- Contact: tech-userlevel
- Mentors: David Holland
- Duration estimate: 350h
Add a query optimizer to find(1).
Currently find builds a query plan for its search, and then executes it with little or no optimization. Add an optimizer pass on the plan that makes it run faster.
Things to concentrate on are transforms that allow skipping I/O: not calling stat(2) on files that will not be matched, for example, or not recursing into subdirectories whose contents cannot ever match. Combining successive string matches into a single match pattern might also be a win; so might precompiling match patterns into an executable match form (like with regcomp(3)).
To benefit from many of the possible optimizations it may be necessary to extend the fts(3) interface and/or extend the query plan schema or the plan execution logic. For example, currently it doesn't appear to be possible for an fts(3) client to take advantage of file type information returned by readdir(3) to avoid an otherwise unnecessary call to stat(2).

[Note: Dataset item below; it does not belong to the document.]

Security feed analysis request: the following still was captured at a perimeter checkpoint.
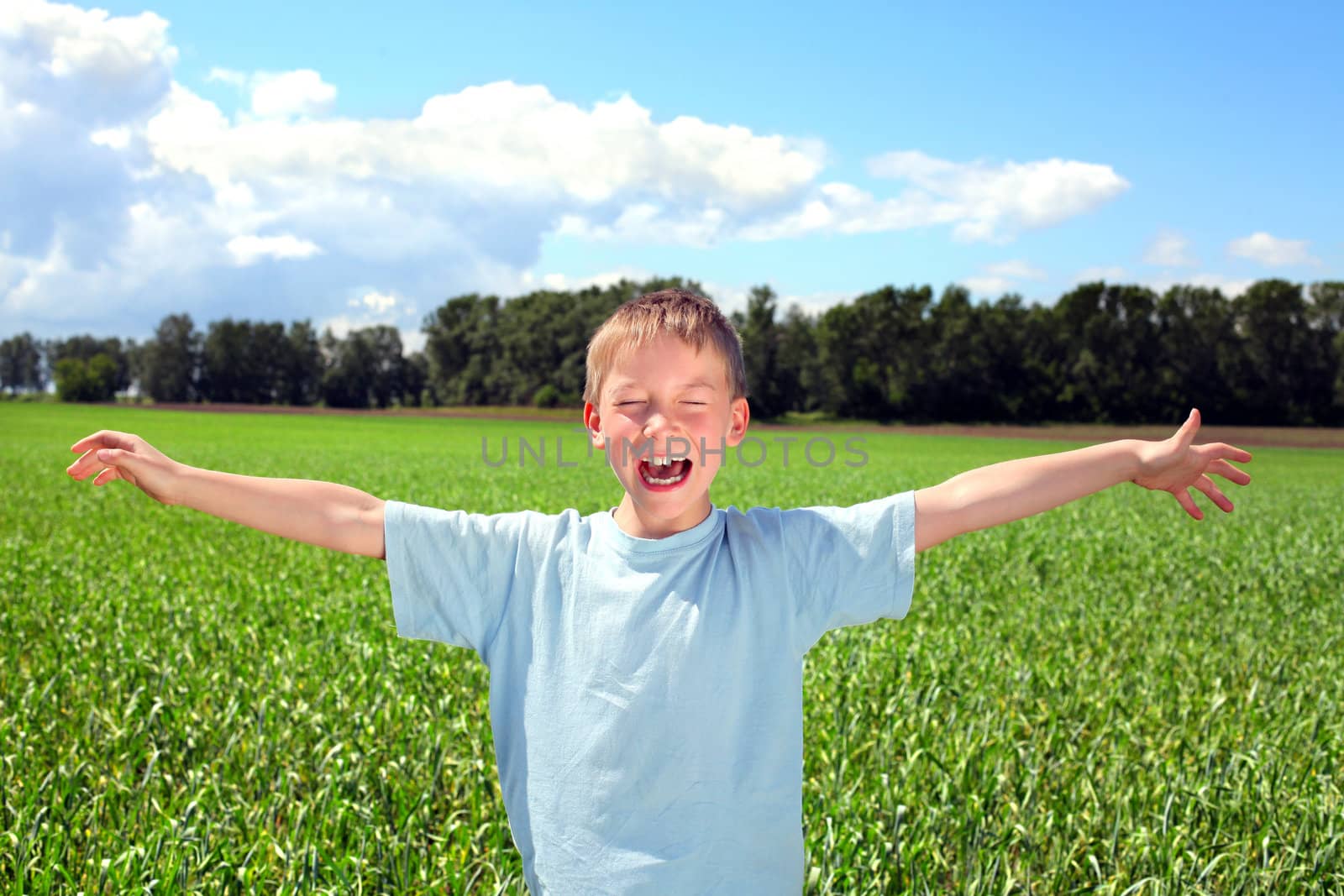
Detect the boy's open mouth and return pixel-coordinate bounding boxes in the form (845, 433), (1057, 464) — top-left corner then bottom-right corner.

Step 1 of the project is to choose a number of candidate optimizations, and for each identify the internal changes needed and the expected benefits to be gained.
Step 2 is to implement a selected subset of these based on available time and cost/benefit analysis.
It is preferable to concentrate on opportunities that can be found in find invocations likely to actually be typed by users or issued by programs or infrastructure (e.g. in pkgsrc), vs. theoretical opportunities unlikely to appear in practice.